Ambient Pop. It's a sub-category of music that you rarely hear on radio, or have the opportunity to hear in a live venue, maybe because it's all about mood and to me that means low-lighting and no distractions. There are two '80's bands that I still turn to today for a fix: Talk Talk and The Blue Nile. Both of these groups have achieved a sort of cult status among Pop fans and fellow musicians seem to be their biggest supporters.

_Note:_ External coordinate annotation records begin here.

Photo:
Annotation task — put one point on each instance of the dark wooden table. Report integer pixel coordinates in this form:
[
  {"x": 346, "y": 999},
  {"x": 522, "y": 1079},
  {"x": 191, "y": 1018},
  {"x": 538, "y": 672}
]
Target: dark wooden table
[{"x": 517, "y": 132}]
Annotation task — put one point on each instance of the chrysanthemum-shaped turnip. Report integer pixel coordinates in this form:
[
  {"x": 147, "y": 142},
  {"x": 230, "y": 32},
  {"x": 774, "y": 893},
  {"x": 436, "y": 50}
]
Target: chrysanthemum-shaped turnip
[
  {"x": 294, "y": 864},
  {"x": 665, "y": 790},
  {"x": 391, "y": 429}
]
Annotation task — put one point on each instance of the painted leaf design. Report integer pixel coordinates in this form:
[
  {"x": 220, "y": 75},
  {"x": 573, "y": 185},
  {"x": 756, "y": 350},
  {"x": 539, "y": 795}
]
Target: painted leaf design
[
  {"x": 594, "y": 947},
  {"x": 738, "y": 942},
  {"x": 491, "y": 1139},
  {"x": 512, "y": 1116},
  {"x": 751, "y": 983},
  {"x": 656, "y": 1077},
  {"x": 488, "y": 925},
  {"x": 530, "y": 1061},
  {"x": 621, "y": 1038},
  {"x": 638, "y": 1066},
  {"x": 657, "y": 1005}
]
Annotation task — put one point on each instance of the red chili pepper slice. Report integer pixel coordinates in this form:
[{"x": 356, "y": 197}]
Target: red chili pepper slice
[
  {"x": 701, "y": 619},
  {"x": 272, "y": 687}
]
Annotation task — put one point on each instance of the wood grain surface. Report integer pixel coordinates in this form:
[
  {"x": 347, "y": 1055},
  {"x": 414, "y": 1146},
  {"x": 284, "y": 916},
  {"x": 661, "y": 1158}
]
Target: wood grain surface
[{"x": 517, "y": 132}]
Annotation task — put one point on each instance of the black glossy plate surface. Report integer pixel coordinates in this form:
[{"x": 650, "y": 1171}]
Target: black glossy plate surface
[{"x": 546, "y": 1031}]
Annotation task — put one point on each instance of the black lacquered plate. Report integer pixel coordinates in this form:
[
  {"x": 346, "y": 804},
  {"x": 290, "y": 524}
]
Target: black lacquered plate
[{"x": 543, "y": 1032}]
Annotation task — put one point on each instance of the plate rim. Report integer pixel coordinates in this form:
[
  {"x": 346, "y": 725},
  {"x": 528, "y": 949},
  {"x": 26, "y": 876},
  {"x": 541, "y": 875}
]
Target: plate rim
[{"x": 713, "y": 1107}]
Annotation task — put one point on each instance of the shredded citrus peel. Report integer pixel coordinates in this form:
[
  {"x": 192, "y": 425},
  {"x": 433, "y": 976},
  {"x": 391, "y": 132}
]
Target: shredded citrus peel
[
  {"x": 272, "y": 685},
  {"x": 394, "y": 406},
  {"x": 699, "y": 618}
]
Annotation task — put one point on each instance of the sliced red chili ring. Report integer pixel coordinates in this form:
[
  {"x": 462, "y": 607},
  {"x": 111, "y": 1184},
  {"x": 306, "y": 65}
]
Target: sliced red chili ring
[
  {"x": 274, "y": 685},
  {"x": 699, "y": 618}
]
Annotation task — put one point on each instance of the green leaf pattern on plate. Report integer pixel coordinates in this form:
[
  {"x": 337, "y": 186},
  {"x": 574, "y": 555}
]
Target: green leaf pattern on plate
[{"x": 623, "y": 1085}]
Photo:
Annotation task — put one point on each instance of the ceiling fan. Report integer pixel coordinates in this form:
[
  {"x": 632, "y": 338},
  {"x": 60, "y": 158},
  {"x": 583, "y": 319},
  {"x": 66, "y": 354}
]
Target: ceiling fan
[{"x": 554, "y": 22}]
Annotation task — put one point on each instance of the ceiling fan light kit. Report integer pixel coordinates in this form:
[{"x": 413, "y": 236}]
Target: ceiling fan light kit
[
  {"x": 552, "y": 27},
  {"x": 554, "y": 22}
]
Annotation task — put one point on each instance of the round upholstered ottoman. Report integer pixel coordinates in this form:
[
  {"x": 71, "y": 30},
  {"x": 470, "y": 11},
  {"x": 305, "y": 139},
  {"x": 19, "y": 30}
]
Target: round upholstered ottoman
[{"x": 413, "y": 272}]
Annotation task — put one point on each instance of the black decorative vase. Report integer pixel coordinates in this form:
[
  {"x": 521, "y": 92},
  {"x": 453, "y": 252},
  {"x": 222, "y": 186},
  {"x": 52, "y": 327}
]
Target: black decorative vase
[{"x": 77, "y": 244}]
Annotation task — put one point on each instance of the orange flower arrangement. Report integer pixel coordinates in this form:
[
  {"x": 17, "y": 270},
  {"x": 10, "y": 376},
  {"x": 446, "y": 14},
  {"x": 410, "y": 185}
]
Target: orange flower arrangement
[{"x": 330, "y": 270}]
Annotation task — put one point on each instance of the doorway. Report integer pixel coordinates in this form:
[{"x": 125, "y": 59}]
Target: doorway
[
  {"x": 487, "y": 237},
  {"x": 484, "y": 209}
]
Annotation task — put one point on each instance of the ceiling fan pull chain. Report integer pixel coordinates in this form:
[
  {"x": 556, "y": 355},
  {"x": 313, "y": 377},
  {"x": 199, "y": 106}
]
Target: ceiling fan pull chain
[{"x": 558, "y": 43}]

Talk Talk came out of the box with a synth-heavy sound on their debut single "Talk Talk" from the record "Talk Talk". All that eponymous chatter was about a moody rumination on relationship blather set to a club beat. Mark Hollis, the group's lead singer and main visionary explained later that their goal was to create "dense" music - thick tapestries of sound that define a mood without having a blatantly obvious (or even clearly audible) lyric. He noted that due to a limited budget, the dense approach was best served by using synthesizers. A fake string section is much cheaper than a real one, and a composer can afford to experiment more if he does not need to pay and feed 30 musicians every time a string section is required.

As their career progressed, Talk Talk got ever closer to maximum density. "It's My Life", recently covered by No Doubt, was a minor MTV hit. Fat analog synth sounds and a killer bassline over what sounds like a Simmons electronic drum kit made a catchy yet moody single. That album had other, quieter gems like "Renee" and "Tomorrow Started" and another excellent bass workout on "Dum Dum Girl". I had that record on vinyl, the modern day afficionado's badge of honor, I suppose.

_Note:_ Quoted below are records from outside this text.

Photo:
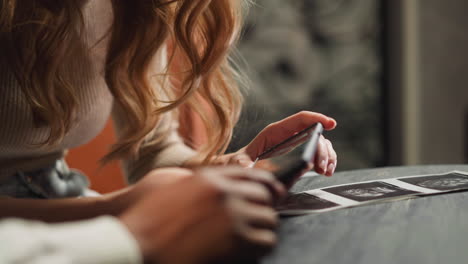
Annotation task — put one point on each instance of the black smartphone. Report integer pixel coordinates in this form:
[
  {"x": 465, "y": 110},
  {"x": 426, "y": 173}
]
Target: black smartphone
[{"x": 291, "y": 172}]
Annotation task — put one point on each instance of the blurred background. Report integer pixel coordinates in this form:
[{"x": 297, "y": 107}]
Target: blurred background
[{"x": 391, "y": 72}]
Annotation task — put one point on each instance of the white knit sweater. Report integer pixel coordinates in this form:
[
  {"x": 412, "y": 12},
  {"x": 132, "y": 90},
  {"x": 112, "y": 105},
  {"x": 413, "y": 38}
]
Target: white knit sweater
[{"x": 19, "y": 138}]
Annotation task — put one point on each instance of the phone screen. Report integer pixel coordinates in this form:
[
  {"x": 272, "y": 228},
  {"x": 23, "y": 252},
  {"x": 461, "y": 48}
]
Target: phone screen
[{"x": 292, "y": 156}]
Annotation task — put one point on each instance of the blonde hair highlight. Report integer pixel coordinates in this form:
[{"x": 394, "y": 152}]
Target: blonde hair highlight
[{"x": 37, "y": 33}]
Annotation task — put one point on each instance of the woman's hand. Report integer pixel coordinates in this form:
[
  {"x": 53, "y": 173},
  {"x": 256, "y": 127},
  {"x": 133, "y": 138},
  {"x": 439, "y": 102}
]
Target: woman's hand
[
  {"x": 325, "y": 160},
  {"x": 221, "y": 213}
]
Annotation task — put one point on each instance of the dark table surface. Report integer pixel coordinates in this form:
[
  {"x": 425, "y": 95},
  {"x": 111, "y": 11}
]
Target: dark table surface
[{"x": 424, "y": 230}]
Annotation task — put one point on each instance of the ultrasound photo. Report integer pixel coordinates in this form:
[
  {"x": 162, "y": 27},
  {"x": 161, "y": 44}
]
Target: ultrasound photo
[
  {"x": 369, "y": 191},
  {"x": 304, "y": 201},
  {"x": 444, "y": 182}
]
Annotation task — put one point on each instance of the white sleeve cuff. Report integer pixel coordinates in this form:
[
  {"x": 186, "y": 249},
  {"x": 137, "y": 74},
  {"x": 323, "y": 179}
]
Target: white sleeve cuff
[{"x": 100, "y": 240}]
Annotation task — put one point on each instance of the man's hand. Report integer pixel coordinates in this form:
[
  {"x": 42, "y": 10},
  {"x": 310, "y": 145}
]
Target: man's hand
[{"x": 325, "y": 159}]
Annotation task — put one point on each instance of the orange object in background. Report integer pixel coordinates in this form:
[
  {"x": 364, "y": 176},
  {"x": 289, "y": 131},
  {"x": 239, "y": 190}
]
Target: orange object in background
[
  {"x": 110, "y": 178},
  {"x": 86, "y": 159}
]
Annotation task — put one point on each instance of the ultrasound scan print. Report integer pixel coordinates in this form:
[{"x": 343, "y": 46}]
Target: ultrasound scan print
[
  {"x": 369, "y": 191},
  {"x": 304, "y": 201},
  {"x": 444, "y": 182}
]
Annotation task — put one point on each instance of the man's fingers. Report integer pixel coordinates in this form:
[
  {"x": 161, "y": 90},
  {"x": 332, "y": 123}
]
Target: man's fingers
[
  {"x": 332, "y": 158},
  {"x": 321, "y": 159}
]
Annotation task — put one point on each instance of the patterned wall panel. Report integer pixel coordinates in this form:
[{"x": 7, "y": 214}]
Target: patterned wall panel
[{"x": 317, "y": 55}]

Talk Talk's subsequent record, "The Colour Of Spring", had singles like "Happiness Is Easy" and "Life's What You Make It". The sounds got warmer as real instruments crept in. Somebody at EMI must have been a fan of the band, because the music got less commercial and more experimental. Still an emphasis on hooks and grooves, but dissonance began to maker longer and bolder appearances.

Then came the payoff. Two records that are still in heavy rotation on my Dell DJ: "Spirit of Eden" and "Laughingstock". Gone are the synths, dance club beats and any semblence of Pop song structure and in come strange noises, odd processing of analog sounds, and Hollis' singular guitar style, perhaps best described as a six-string manifestation of dissonance and beauty. Listen to "Ascension Day" or "Runeii" on "Laughingstock".

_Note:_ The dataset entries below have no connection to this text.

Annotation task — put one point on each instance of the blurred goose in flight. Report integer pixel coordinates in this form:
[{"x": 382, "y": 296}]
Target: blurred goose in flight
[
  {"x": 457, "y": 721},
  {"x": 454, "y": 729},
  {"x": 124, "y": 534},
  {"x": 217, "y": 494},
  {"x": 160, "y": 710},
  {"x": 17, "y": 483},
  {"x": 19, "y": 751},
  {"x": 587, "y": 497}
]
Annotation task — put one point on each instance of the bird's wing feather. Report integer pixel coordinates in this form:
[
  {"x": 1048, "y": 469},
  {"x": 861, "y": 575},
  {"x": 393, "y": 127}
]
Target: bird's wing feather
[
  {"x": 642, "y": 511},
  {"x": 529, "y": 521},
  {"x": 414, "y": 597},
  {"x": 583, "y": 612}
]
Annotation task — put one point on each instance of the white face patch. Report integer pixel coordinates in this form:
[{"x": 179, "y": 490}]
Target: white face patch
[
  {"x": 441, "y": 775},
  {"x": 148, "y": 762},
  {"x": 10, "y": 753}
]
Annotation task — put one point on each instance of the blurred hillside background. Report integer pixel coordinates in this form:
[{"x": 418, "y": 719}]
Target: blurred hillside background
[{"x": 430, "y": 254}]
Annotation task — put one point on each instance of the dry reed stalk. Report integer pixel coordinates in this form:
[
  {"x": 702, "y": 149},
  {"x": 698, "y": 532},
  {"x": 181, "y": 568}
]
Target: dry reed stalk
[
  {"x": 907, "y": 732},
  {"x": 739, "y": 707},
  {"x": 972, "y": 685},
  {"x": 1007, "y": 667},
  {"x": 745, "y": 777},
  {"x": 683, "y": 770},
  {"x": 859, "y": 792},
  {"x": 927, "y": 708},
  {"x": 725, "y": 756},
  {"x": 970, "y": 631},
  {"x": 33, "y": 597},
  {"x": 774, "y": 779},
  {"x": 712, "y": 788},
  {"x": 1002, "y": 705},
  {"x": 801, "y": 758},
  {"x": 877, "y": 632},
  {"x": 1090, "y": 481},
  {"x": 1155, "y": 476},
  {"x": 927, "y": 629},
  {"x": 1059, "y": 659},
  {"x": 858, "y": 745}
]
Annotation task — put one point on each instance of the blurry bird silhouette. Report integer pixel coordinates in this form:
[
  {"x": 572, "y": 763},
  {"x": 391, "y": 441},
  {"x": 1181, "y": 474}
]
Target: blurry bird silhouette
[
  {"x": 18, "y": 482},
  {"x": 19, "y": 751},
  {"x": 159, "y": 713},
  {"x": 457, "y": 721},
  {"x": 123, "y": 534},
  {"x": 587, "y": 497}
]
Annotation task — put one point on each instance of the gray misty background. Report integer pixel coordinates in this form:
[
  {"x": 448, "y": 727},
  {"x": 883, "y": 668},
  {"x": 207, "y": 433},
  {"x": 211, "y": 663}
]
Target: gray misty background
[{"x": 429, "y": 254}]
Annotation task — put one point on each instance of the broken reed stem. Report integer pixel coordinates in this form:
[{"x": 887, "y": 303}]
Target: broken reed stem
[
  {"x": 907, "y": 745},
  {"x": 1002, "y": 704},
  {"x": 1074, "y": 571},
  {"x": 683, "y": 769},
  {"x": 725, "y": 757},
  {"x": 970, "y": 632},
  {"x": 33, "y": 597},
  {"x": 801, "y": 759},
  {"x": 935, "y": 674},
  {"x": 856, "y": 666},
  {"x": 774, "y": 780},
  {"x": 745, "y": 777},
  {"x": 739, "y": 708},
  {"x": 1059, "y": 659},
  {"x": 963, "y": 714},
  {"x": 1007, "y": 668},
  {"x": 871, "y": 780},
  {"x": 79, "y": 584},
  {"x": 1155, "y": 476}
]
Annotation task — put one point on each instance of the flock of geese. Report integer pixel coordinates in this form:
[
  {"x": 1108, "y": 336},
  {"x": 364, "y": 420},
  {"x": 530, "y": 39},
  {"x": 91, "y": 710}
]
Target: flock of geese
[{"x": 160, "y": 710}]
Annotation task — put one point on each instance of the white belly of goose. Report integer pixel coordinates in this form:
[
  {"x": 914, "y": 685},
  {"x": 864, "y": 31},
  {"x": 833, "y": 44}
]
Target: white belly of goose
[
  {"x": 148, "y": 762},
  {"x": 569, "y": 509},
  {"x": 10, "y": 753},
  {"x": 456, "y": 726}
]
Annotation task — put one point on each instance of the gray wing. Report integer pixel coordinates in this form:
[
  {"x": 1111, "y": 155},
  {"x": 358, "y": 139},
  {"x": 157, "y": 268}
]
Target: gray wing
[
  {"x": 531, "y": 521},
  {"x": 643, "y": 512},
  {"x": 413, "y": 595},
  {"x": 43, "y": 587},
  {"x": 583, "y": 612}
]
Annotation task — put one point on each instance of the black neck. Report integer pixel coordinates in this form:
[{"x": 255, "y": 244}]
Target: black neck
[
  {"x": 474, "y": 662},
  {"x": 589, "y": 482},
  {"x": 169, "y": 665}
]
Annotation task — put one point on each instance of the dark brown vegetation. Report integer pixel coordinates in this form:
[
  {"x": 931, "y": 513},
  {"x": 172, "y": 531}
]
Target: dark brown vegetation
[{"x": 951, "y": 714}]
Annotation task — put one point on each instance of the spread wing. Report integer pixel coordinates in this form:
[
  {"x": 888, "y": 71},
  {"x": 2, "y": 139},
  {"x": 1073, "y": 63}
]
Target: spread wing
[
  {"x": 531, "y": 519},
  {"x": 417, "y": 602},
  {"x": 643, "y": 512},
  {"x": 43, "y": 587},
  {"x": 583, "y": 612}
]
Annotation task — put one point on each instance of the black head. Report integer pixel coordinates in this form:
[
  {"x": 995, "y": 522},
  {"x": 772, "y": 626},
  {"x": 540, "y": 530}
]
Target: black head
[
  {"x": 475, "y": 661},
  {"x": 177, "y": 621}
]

I don't even care what the lyrics are, though they are interesting. What gets me is the moods the melody and chords create, then destroy, then re-build. Their startling use of a distorted blues harp (harmonica) and solo trumpet(!) are without precedent in my experience. It's hard to describe the music in these two records, but if you do decide to investigate, please set aside some time and make it an event. Don't judge them by an MP3 download over your laptop.

The Blue Nile are less demanding of their listener, but no less satisfying. Their debut "A Walk Across The Rooftops" has moody songs for lovers galore, and the follow up, "Hats" is more of the same. Paul Buchanan has a deeply emotive voice and the textures they use in fleshing out a song are a treat. I find it challenging to imagine writing a song using the instruments and sounds that eventually end up on the final product - the backgrounds are so much more suggestion instead of definition. Sounds and grooves can suggest a mood and help the process, but I suspect they use traditional guitars and keyboards to get the harmonic structure of a song together. What they do in creative reduction and expansion of that is a wonder.

It's just beautiful, moving, music - much better experienced than talked about - but if I can steer a few more folks to these under-appreciated masters I am doing the work of a true fan.